So
@Kobold Avenger started an interesting thread about diversity in D&D--in fantasy worlds broadly, really--and the degree to which 'races' that are not humans ought to be more representative of IRL humankind than they tend to be. I wanted to reply to that thread with a long and pedantic post, but at about 5 pages in it meandered into a long comic tangent about Dwarven luchadors (you do you, folks) so I am starting a new thread instead. A brief recap of that OP (if it's not still on the front page):
There are some pretty obvious practical ways to handle diversity--inviting players to be co-creators of the setting and the peoples that live in it, imagining settings that are diverse to begin with, or, in an established setting, having generally modern sensibilities about ethnic difference--but the elephant in the room whenever this topic comes up is that elves, dwarves, and what have you are imaginary. Their differences are constructed from nothing but pop culture, and they can be recreated as symbols for anything a prospective DM, author, or screenwriter wants.
Any argument about what they are/should be in any particular setting is, ultimately, a
Thermian Argument or an ethics/politics argument. It's either:
- The tradition of description of elves in D&D (or other property) is that they are XYZ; elves need to have XYZ characteristic or they aren't really elves.
- Elves should inclusively represent diverse groups--thereby promoting equality/fairness--and should, therefore, be unbound by prior XYZ conventions.
This seems to me to be kind of silly. Why do we have an emotional stake in peoples that are imaginary? To the extent that we invent fantastical creatures to inhabit fantastical worlds, why do we need to police our tropes or replicate our historical baggage in microcosm? Either elves, symbolically, are just people (who arbitrarily live 1000 years), and there's no particularly compelling reason that they shouldn't look like anything that people look like. Or--alternately--elves are not symbolic of people, in which case they look like a specific thing that is
purposively orthogonal to people and has no relevance to contemporary concerns.

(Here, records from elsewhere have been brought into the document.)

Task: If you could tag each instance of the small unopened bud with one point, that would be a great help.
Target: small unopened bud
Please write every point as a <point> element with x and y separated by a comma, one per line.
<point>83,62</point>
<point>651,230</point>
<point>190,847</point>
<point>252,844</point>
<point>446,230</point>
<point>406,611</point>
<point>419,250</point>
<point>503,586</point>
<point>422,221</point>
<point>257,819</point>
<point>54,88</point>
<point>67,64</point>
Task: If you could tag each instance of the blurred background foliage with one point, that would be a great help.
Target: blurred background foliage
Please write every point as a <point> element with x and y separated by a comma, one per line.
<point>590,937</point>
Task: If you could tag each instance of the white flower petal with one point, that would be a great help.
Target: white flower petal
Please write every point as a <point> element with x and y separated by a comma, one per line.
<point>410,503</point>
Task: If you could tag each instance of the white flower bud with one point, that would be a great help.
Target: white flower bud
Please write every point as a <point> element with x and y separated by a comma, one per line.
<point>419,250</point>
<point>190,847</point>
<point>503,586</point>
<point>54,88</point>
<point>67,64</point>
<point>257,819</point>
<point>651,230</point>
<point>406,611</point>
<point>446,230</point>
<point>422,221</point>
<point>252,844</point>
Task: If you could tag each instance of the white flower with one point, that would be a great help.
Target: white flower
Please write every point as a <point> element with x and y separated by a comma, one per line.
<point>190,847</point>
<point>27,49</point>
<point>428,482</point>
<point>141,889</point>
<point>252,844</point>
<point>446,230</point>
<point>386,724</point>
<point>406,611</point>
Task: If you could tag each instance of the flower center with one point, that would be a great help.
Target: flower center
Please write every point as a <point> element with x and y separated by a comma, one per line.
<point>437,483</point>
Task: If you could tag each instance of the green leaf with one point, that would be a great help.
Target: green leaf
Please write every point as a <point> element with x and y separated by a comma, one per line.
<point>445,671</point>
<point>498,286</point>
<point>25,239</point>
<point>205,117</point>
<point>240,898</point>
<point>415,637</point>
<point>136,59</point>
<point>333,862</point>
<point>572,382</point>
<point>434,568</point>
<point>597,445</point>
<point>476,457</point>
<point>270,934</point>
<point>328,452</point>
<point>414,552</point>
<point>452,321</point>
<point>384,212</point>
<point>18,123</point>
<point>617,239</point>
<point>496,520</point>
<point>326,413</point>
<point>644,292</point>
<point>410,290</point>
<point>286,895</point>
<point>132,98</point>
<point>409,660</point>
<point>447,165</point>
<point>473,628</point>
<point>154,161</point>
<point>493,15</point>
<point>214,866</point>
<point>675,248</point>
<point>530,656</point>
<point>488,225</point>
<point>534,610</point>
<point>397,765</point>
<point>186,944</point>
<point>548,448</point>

Consider, for example, how little it matters what color the fur of a Tabaxi is. Tabaxi are about as anthropomorphic as it gets, but our diversity concerns are basically irrelevant to them. Consider also dragonborn, yuan-ti, hobgoblins, loxodons, and so on.
So, my thinking is that, unless elves, dwarves, halflings, and gnomes are different enough from humans that we don't care about their race-politics, they are symbolically just
lumpy humans. And lumpy humans don't need a different color scheme. Moreover, we should be honest with ourselves that lumpy humans don't really add much to D&D/fantasy fiction beyond just... humans.
...FYI, my elves have four arms and camouflage patterned skin--they are a back-to-nature luddite sect of space aliens that used crystal tech to engineer themselves for arboreal fitness.